# Updated the kayak trailer



## JD7.62 (Feb 13, 2008)

Big shout out to Eddie over at English Trailers, great service at a good price!

My trailer was origianlly a 10x6 aluminum motorcycle trailer. Last year I had built a home made rack out of Unistrut and used some cheaper Kayak "J" style racks. The unistrut actually worked out really well but the cheap eBay kayak racks did not and were getting pretty rusty. I also could only hold three. Here it is before.



















I purchased 60" uprights and two 80"cross bars. I could easily add another cross bar to haul six yaks but no point since I only have four. I am having a sign made to put between the uprights as a rolling billboard too! Now if the wind will stop blowing so I can stop cancelling trips Id be a happy man!!


----------



## BigRed38 (May 5, 2009)

:notworthy: Simply amazing man!


----------



## Fisherdad1 (Oct 4, 2007)

Looks awesome JD.


----------



## pompano67 (Oct 28, 2013)

Outstanding!!!


----------



## Katartizo (Dec 10, 2013)

Very nice!


----------



## fishnhuntguy (Feb 8, 2012)

*Awesome*

That's the coolest Kayak trailer I've ever seen. Great Job


----------



## yak_n_mike (Apr 29, 2012)

Nice!


----------



## JD7.62 (Feb 13, 2008)

Thanks guys. I added PVC bunks for the PA with the help of Ginzu today but I still need to add something for the outbacks. Any suggestions?


----------



## mdgIII (Dec 28, 2009)

Looks good!!


----------



## Disco (Aug 21, 2013)

Great looking trailer JD!!! I dont know if you are aware of this but all trailers in the state of Florida are required to have fenders. I have a friend that built a home made trailer and used it for years and got pulled over a while back for nothing other than to be told he needed to put fenders on the trailer and that he could be cited for not having them. Luckily he wasnt cited at that time. Again very cool trailer JD!!


----------



## JD7.62 (Feb 13, 2008)

Disco said:


> Great looking trailer JD!!! I dont know if you are aware of this but all trailers in the state of Florida are required to have fenders. I have a friend that built a home made trailer and used it for years and got pulled over a while back for nothing other than to be told he needed to put fenders on the trailer and that he could be cited for not having them. Luckily he wasnt cited at that time. Again very cool trailer JD!!


Gotta link?

I talked to Eddie about fenders, I imagine if it was illegal to not have them he would mention it even to just get a sale.

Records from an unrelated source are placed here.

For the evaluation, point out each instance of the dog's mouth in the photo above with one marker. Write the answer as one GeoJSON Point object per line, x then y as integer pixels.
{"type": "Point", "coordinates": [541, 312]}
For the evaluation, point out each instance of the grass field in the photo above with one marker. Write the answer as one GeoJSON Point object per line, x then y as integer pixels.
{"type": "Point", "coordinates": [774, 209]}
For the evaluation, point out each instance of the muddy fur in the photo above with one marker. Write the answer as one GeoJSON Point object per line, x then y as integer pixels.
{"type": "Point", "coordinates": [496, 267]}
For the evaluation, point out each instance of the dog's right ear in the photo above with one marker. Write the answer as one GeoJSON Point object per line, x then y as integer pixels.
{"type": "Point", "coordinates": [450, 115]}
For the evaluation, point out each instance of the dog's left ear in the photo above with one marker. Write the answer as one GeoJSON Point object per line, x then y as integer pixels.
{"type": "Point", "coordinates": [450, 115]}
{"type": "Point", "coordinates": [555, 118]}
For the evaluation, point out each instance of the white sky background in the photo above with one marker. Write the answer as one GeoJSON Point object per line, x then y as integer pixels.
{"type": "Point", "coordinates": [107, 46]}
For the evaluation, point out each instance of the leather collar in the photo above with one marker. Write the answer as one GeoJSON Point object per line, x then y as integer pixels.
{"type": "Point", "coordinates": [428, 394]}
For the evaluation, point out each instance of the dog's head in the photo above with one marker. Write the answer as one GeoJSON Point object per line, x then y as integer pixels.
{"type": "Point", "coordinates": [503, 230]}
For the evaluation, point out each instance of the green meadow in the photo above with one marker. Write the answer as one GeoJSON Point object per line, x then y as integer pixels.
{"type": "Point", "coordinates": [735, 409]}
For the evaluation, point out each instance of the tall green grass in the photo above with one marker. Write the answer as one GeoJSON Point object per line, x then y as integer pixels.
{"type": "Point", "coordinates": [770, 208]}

I looked and couldnt find any relevant statutes other then this one:



> 316.252 Splash and spray suppressant devices.—
> (1) No person shall drive or operate, or cause to be driven or operated, any truck of gross vehicle weight of 26,000 pounds or more, any truck tractor, or any trailer or semitrailer the net weight of which is 2,000 pounds or more unless such vehicle is equipped with fenders, covers, or other splash and spray suppressant devices, such as substantial flexible flaps on the rearmost wheels of such vehicle or combination of vehicles, which will effectively prevent or minimize the splash or spray of water or mud and the throwing of other materials on the windshields of following vehicles. The provisions of this section shall not apply to vehicles used exclusively for the purpose of producing, processing, or transporting agricultural products, including horticultural products or forestry products.
> (2) The Department of Transportation shall adopt rules necessary for the implementation of this section.
> (3) A violation of this section is a noncriminal traffic infraction, punishable as a nonmoving violation as provided in chapter 318.
> History.—s. 1, ch. 87-165; s. 197, ch. 99-248.


Since my trailer is much less then 2,000 pounds it looks like Im good to go.


----------



## JD7.62 (Feb 13, 2008)

Disco said:


> Great looking trailer JD!!! I dont know if you are aware of this but all trailers in the state of Florida are required to have fenders. I have a friend that built a home made trailer and used it for years and got pulled over a while back for nothing other than to be told he needed to put fenders on the trailer and that he could be cited for not having them. Luckily he wasnt cited at that time. Again very cool trailer JD!!


Gotta link?

I talked to Eddie about fenders, I imagine if it was illegal to not have them he would mention it even to just get a sale.

I looked and couldnt find any relevant statutes other then this one:



> 316.252 Splash and spray suppressant devices.—
> (1) No person shall drive or operate, or cause to be driven or operated, any truck of gross vehicle weight of 26,000 pounds or more, any truck tractor, or any trailer or semitrailer the net weight of which is 2,000 pounds or more unless such vehicle is equipped with fenders, covers, or other splash and spray suppressant devices, such as substantial flexible flaps on the rearmost wheels of such vehicle or combination of vehicles, which will effectively prevent or minimize the splash or spray of water or mud and the throwing of other materials on the windshields of following vehicles. The provisions of this section shall not apply to vehicles used exclusively for the purpose of producing, processing, or transporting agricultural products, including horticultural products or forestry products.
> (2) The Department of Transportation shall adopt rules necessary for the implementation of this section.
> (3) A violation of this section is a noncriminal traffic infraction, punishable as a nonmoving violation as provided in chapter 318.
> History.—s. 1, ch. 87-165; s. 197, ch. 99-248.


Since my trailer is much less then 2,000 pounds it looks like Im good to go.


----------



## Disco (Aug 21, 2013)

JD7.62 said:


> Gotta link?
> 
> I talked to Eddie about fenders, I imagine if it was illegal to not have them he would mention it even to just get a sale.
> 
> ...


Nope no link homie just the word of my buddy and what happened to him. I believe he said it was a state trooper that pulled him over. And it looks like you are right about the weight limit on fenders. I know I spent a ton of time fabricating removable fenders on my race car trailer just so I didnt have to worry about getting hassled. loaded up with the race car it weighs about 3k total. Glad you wont have to make the addition to yours I just wanted to look out for ya.:thumbsup:


----------



## JD7.62 (Feb 13, 2008)

I appreciate it, I am getting em too but having to cancel all my trips I had booked last week left me a little short.

I also need to remove a leaf spring. When the trailer is loaded down with all my yaks it isnt bad, but if I have jut one or two on there it bounces pretty good. Not too bad but the tool box lid makes a ton of noise when it bounces so it sounds rather ominous!


----------



## Disco (Aug 21, 2013)

I hear ya about coming up short lol I dont depend on fishing for my lively hood but it does improve my sanity and not being able to fish lately due to weather is killing me.


----------



## Fishermon (Oct 19, 2007)

Nice rig JD...:thumbsup:

would not pvc bunks work as well for the Outbacks?...


----------